Gram negative bacteria produce nanoparticles known as outer membrane vesicles (OMVs) that contain bacterial products including DNA, proteins and lipids. Due to the ability of OMVs to package DNA within them, it is suggested that they are able to facilitate the transfer of genes between bacterial species. This study examines the ability of OMVs isolated from Gram negative Pseudomonas aeruginosa to package and transfer DNA to other bacteria.

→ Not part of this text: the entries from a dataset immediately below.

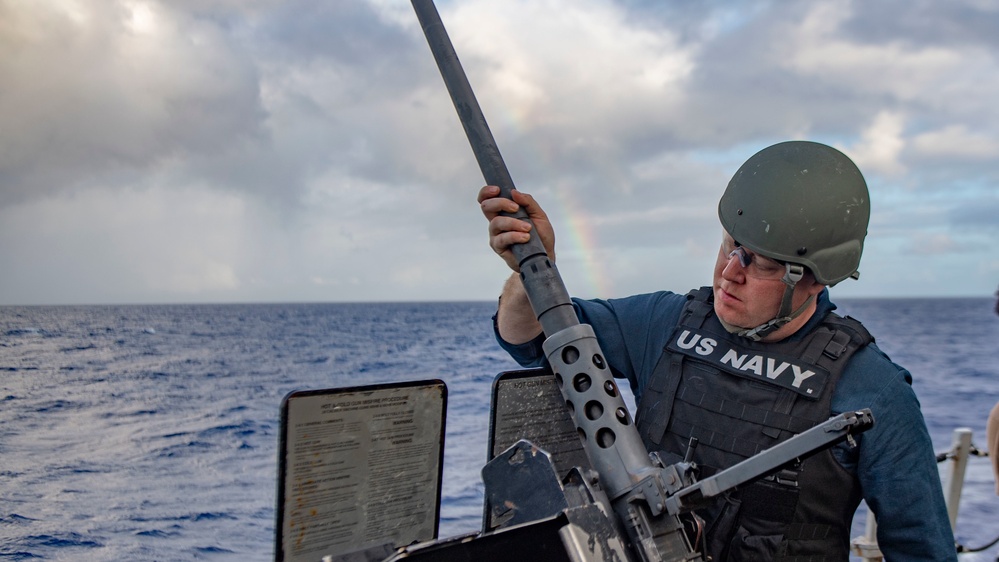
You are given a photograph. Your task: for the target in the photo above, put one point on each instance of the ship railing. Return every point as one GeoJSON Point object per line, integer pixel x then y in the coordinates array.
{"type": "Point", "coordinates": [962, 449]}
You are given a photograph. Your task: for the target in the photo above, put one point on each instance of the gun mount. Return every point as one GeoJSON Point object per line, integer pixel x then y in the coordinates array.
{"type": "Point", "coordinates": [536, 508]}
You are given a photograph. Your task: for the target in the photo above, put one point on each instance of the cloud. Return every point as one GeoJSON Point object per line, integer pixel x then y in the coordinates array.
{"type": "Point", "coordinates": [293, 150]}
{"type": "Point", "coordinates": [881, 144]}
{"type": "Point", "coordinates": [109, 91]}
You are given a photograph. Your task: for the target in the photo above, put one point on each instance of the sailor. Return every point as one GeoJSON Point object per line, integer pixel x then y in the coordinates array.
{"type": "Point", "coordinates": [760, 356]}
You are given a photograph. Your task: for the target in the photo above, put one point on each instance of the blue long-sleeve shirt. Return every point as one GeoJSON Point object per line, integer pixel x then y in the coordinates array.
{"type": "Point", "coordinates": [894, 461]}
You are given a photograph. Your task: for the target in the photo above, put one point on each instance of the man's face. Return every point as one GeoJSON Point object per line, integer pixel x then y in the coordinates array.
{"type": "Point", "coordinates": [747, 296]}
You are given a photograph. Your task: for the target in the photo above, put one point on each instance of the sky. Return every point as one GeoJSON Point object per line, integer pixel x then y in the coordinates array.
{"type": "Point", "coordinates": [192, 151]}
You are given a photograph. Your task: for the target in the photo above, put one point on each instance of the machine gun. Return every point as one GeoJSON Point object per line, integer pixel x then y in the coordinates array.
{"type": "Point", "coordinates": [630, 506]}
{"type": "Point", "coordinates": [641, 496]}
{"type": "Point", "coordinates": [538, 517]}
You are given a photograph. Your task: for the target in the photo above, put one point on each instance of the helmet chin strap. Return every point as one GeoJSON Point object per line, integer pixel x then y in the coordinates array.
{"type": "Point", "coordinates": [791, 277]}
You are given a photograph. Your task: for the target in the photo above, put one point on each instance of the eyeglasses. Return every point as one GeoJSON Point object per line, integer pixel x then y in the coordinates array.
{"type": "Point", "coordinates": [755, 265]}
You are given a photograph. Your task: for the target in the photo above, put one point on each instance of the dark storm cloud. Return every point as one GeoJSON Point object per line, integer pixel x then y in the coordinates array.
{"type": "Point", "coordinates": [93, 96]}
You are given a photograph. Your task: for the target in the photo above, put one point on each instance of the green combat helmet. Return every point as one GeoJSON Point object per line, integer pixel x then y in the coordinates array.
{"type": "Point", "coordinates": [804, 204]}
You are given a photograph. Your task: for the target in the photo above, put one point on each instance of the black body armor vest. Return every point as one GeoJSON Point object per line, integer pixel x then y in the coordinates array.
{"type": "Point", "coordinates": [740, 397]}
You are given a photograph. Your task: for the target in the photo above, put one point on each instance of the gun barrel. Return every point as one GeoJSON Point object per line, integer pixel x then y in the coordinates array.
{"type": "Point", "coordinates": [609, 435]}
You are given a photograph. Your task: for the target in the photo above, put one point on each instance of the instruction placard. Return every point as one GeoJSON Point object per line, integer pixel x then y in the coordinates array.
{"type": "Point", "coordinates": [360, 467]}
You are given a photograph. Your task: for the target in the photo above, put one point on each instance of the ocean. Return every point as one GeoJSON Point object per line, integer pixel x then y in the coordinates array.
{"type": "Point", "coordinates": [151, 432]}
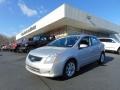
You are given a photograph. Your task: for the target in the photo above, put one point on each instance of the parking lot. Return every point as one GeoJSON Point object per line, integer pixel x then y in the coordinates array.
{"type": "Point", "coordinates": [13, 75]}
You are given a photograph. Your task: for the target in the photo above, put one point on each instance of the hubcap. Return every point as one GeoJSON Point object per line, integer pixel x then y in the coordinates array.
{"type": "Point", "coordinates": [70, 69]}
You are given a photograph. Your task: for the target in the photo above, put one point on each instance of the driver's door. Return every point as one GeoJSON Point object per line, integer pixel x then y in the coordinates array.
{"type": "Point", "coordinates": [84, 53]}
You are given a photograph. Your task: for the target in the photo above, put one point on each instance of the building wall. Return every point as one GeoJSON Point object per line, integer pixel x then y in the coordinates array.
{"type": "Point", "coordinates": [73, 30]}
{"type": "Point", "coordinates": [69, 30]}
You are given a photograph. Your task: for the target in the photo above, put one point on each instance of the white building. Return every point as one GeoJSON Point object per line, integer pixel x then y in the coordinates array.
{"type": "Point", "coordinates": [66, 20]}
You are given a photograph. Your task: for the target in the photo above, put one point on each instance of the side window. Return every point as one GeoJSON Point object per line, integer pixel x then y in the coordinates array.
{"type": "Point", "coordinates": [43, 38]}
{"type": "Point", "coordinates": [85, 42]}
{"type": "Point", "coordinates": [94, 41]}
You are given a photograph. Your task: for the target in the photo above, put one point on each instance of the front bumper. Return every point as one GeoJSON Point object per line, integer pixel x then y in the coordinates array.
{"type": "Point", "coordinates": [47, 70]}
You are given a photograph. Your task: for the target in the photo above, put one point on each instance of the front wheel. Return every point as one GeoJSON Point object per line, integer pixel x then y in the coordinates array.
{"type": "Point", "coordinates": [102, 58]}
{"type": "Point", "coordinates": [69, 69]}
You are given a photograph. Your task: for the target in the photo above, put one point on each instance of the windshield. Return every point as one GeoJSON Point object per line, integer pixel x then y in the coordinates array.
{"type": "Point", "coordinates": [65, 42]}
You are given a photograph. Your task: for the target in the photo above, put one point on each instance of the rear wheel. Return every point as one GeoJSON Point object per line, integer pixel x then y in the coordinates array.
{"type": "Point", "coordinates": [69, 69]}
{"type": "Point", "coordinates": [102, 58]}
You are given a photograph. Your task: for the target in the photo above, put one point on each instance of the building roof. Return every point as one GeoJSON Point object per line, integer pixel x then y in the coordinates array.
{"type": "Point", "coordinates": [67, 15]}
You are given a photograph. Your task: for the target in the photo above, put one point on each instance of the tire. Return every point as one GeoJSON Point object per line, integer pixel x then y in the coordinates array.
{"type": "Point", "coordinates": [118, 51]}
{"type": "Point", "coordinates": [102, 58]}
{"type": "Point", "coordinates": [69, 69]}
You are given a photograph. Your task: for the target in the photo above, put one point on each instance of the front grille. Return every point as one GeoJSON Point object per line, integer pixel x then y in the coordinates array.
{"type": "Point", "coordinates": [34, 58]}
{"type": "Point", "coordinates": [33, 69]}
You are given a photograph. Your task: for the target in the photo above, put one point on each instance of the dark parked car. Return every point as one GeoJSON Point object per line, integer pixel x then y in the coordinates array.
{"type": "Point", "coordinates": [35, 42]}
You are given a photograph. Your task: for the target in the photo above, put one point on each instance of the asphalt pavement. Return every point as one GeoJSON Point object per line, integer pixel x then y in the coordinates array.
{"type": "Point", "coordinates": [13, 75]}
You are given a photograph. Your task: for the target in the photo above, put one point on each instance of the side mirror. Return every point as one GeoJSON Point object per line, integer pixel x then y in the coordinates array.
{"type": "Point", "coordinates": [83, 45]}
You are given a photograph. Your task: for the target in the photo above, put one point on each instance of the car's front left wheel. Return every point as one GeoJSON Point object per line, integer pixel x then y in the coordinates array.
{"type": "Point", "coordinates": [69, 69]}
{"type": "Point", "coordinates": [102, 58]}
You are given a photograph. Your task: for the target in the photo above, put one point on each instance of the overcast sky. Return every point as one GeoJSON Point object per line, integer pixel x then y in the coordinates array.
{"type": "Point", "coordinates": [16, 15]}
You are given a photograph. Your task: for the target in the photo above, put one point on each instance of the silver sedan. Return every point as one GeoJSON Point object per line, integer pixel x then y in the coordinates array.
{"type": "Point", "coordinates": [65, 56]}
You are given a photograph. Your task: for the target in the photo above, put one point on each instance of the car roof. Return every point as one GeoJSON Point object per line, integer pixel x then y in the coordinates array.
{"type": "Point", "coordinates": [105, 38]}
{"type": "Point", "coordinates": [81, 35]}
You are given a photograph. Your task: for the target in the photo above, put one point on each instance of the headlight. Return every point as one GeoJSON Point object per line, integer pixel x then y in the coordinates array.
{"type": "Point", "coordinates": [50, 59]}
{"type": "Point", "coordinates": [26, 45]}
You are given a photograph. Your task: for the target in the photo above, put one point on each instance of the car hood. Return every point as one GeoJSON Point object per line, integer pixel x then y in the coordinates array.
{"type": "Point", "coordinates": [47, 51]}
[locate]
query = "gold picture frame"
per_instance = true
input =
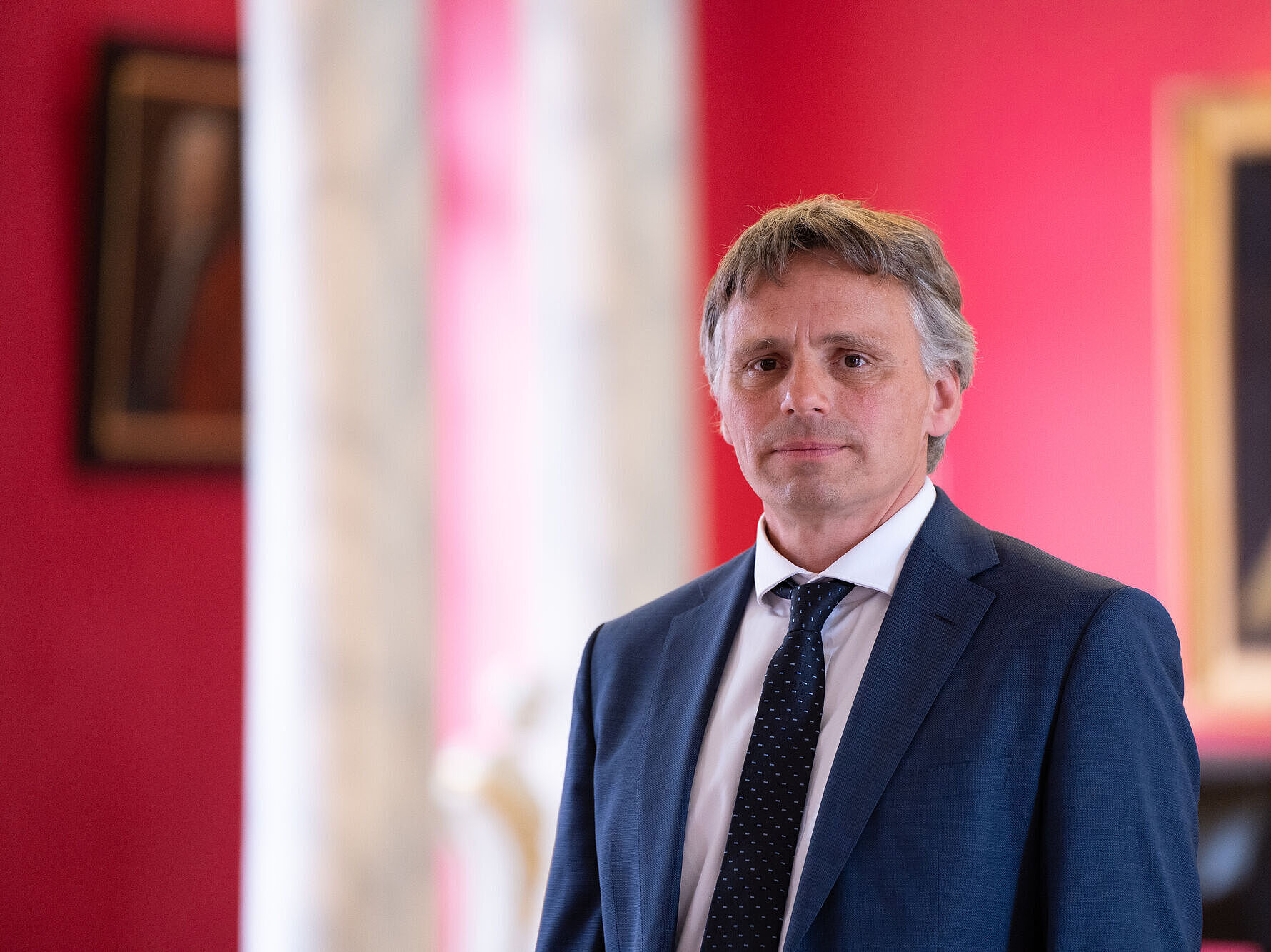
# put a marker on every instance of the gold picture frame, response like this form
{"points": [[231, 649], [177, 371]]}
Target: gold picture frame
{"points": [[1225, 136], [164, 376]]}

In this study, OMVs were isolated from P. aeruginosa PAO9505 harbouring a plasmid encoding for antibiotic resistance. Examination of these OMVs using DNA staining revealed that DNA was associated on the outside, in addition to being contained within OMVs. In order to confirm that plasmid DNA was contained within OMVs, vesicles were treated with DNase and PCR was used to confirm the presence of intact plasmid DNA pre- and post-treatment. Plasmid-containing OMVs were used to transform recipient P. aeruginosa PAO9503, resulting in the generation of antibiotic resistant transformants. Moreover, as bacteria grown in conditions of stress increase their OMV production and alter their cargo composition, we investigated the ability of antibiotic stress to alter the amount of DNA contained within OMVs and their subsequent transformation efficiency. To do this, OMVs were isolated from P. aeruginosa exposed to a sublethal amount of gentamicin, and OMV production was quantified by NanoSight nanoparticle tracking analysis. We identified that antibiotic treatment of bacteria increased OMV production 3 fold, while decreasing their DNA content when compared to control OMVs. We are currently investigating the effect of sustained antibiotic treatment on altering the biogenesis of OMVs, their DNA composition and their ability to transfer DNA between bacteria.
Collectively these findings identify that OMVs are a mechanism used by bacteria to transfer DNA encoding for antibiotic resistance to other bacteria, and that stress affects the packaging of nucleic acids into OMVs. The outcomes of this study suggest that OMV-mediated DNA transfer may contribute to the spread of antibiotic resistance between bacterial strains.